RII see relative index of inequality
SEP see socioeconomic position
sex “A biological construct premised upon biological characteristics enabling sexual reproduction” (from Krieger N. A Glossary for Social Epidemiology, J Epidemiol Community Health 2001; 55:693-700.)
social class “Refers to social groups arising from interdependent economic relationships among people” (from Krieger N. A Glossary for Social Epidemiology, J Epidemiol Community Health 2001; 55:693-700.)

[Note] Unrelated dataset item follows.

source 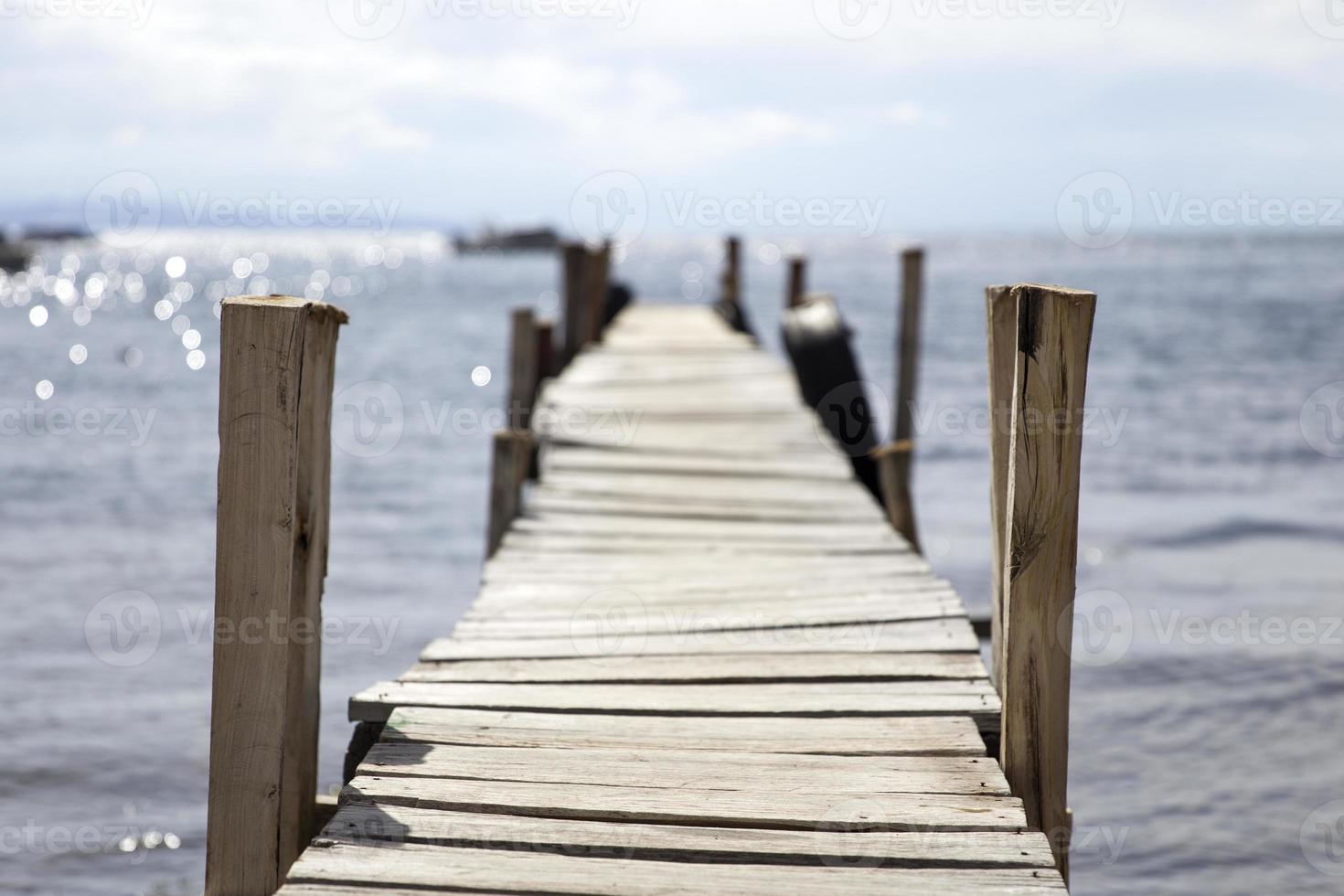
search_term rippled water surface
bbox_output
[0,232,1344,893]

social deprivation see deprivation
socioeconomic position “An aggregate concept that includes both resource-based and prestige-based measures, as linked to both childhood and adult social class position” (from Krieger N. A Glossary for Social Epidemiology, J Epidemiol Community Health 2001; 55:693-700.)
socioeconomic status A term referring to prestige-based measures of socioeconomic position, as determined by rankings in a social hierarchy (from Krieger N. A Glossary for Social Epidemiology, J Epidemiol Community Health 2001; 55:693-700.)

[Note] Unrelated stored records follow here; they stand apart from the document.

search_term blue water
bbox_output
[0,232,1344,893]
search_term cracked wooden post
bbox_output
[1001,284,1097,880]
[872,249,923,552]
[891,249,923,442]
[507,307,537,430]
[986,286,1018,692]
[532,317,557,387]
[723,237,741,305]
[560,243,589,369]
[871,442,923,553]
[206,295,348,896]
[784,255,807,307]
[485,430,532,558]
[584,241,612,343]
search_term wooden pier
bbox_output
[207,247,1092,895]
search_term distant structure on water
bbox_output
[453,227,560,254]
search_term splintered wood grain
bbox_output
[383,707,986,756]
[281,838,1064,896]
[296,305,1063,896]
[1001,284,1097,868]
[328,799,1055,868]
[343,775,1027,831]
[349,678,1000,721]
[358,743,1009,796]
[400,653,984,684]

spatiotemporal Of, relating to, or existing in both space and time.
spatiotemporal mismatch A mismatch of data derived from different sources that arises because of (1) inconsistency of boundaries between data sources and/or (2) inconsistency of timeframe between data sources.
transpose To reverse the orientation of a matrix, so that the values across the rows become the values down the columns, and the values of the columns become the values across the rows.
wealth Conceptually, wealth refers to accumulated assets. An ABSM to capture wealth is operationalized from census data as percent of owner-occupied homes worth more than 400% of the median value of owned homes.
ZCTA see “Zip code tabulation area”
ZIPcode “Administrative units established by the United States Postal Service … for the most efficient delivery of mail, and therefore generally do not respect political or census statistical area boundaries” (from Appendix A. Census 2000 Geographic Terms and Concepts).
ZIPcode tabulation area A statistical geographic area that approximates the delivery area for a U.S. Postal service Zip code. This approximation replaces the Zip code areas used by the Census Bureau in conjunction with the 1990 and earlier censuses.(from Appendix A. Census 2000 Geographic Terms and Concepts.)
Z-score Also referred to as Z-ratio or Z-value, it is equal to a value of X minus the mean of X, divided by the standard deviation.